Although there can be some degree of error when translating movement into action, the TDS has shown a high degree of accuracy. Most errors result from user mistakes, such as making the incorrect movement. In initial experiments, all of the subjects tested were naïve to the system and sometimes forgot the correct tongue movement-action association. Subjects with more system experience had a very low error rate, and accuracy improved with time. Dr. Ghovanloo is conducting long-term studies to evaluate this technology and speed of learning in individuals with high-level disabilities. However, for the most part, preliminary learning is very fast and easy to remember, and is expected to become intuitive with time.

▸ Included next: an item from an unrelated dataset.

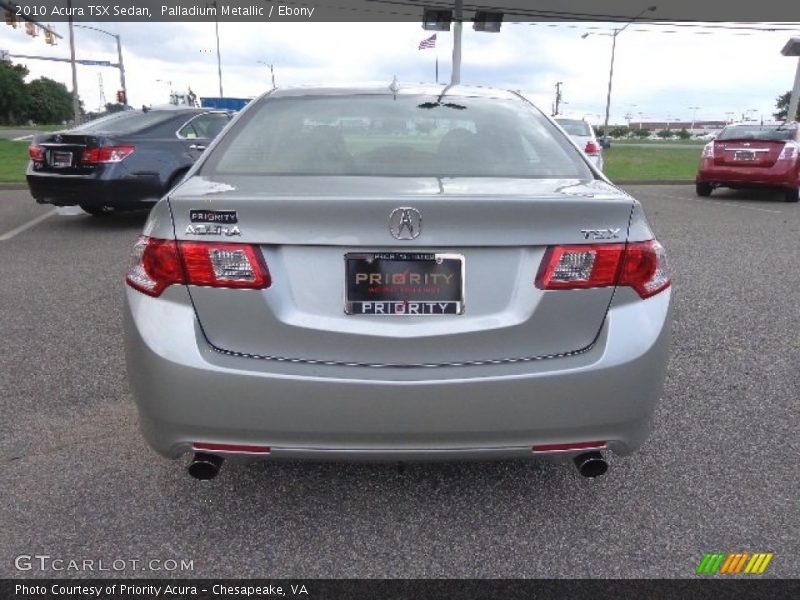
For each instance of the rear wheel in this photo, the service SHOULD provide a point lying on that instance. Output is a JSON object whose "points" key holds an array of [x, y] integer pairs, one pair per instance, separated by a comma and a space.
{"points": [[703, 189], [97, 211]]}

Some tongue movements – such as speech, swallowing, coughing, or sneezing – could interfere with proper functioning of the TDS if the tongue commands are not defined properly. Since those natural tongue movements often take place in the sagittal plane (center of the mouth), TDS commands are defined using tongue motions on either the left or right side of the mouth. Eating is one exception, however, because the tongue moves everywhere in the mouth. To address this type of interference, the device has a predefined stand-by or sleep command. When ready to eat, the user issues the sleep command by touching the tongue to the left cheek and holding it there for 3 seconds. After eating, the same command brings TDS back to active mode. TDS flexibility in defining a unique set of tongue commands for every user is especially useful for some stroke patients who may lose mobility on one side of their body. These individuals can define all their tongue commands on the functional side of their mouth.

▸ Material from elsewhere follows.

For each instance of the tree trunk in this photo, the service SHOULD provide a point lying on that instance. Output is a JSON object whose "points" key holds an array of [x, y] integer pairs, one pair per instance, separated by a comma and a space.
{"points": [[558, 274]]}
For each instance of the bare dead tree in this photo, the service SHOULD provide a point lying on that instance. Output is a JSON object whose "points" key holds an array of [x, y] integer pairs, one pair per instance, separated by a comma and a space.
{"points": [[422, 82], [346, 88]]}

Dr. Ghovanloo’s device has gone through six or seven rounds of small-scale experimental trials in able-bodied subjects, with improvements made in every successive round. The first clinical trial was conducted in 2009 at the Shepherd Center in Atlanta, one of the nation’s top rehabilitation centers. Thirteen subjects with high-level spinal injuries participated in this trial and the results were published in the Journal of Neural Engineering. Dr. Ghovanloo has secured additional funding through NIBIB to conduct a multicenter trial in which the magnet will be attached to the tongue by piercing rather than glue. The TDS tongue piercing is much like an ornamental tongue piercing except that, instead of jewelry, a tiny magnet is embedded in the stud. This allows for long-term, semi-permanent use of the device, unlike the previous method that only lasts for a few hours before the magnet must be reattached. The magnet has been completely enclosed inside a laser-welded titanium sphere that costs about $50.

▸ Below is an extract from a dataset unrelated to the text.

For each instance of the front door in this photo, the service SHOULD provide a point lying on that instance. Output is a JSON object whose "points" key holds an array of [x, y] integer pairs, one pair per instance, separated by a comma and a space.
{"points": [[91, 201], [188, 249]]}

Although the current TDS is state of the art, Dr. Ghovanloo already has plans for improvements. Eventually, a dental implant could replace the headset that transmits the magnetic field changes, an option for users who want their AT completely hidden from sight. To further streamline the device, it will be linked to a wearable smartphone, such as an iPhoneTM, that transmits the signals from the magnet to the user’s network (e.g., house, wheelchair) eliminating the need to carry a computer on a wheelchair.
Hold Your Tongue
Dr. Ghovanloo’s tongue device has already received significant attention and media coverage. “There is a huge interest in this technology because there is nothing on the market that can provide this level of capability,” says Ghovanloo. The device is expected to be ready for the commercial market by the end of 2011.
This work is supported in part by the National Science Foundation, the Dana and Christopher Reeve Foundation, the U.S. Army Research Office, and American Recovery and Reinvestment Act funds through the National Institute of Biomedical Imaging and Bioengineering.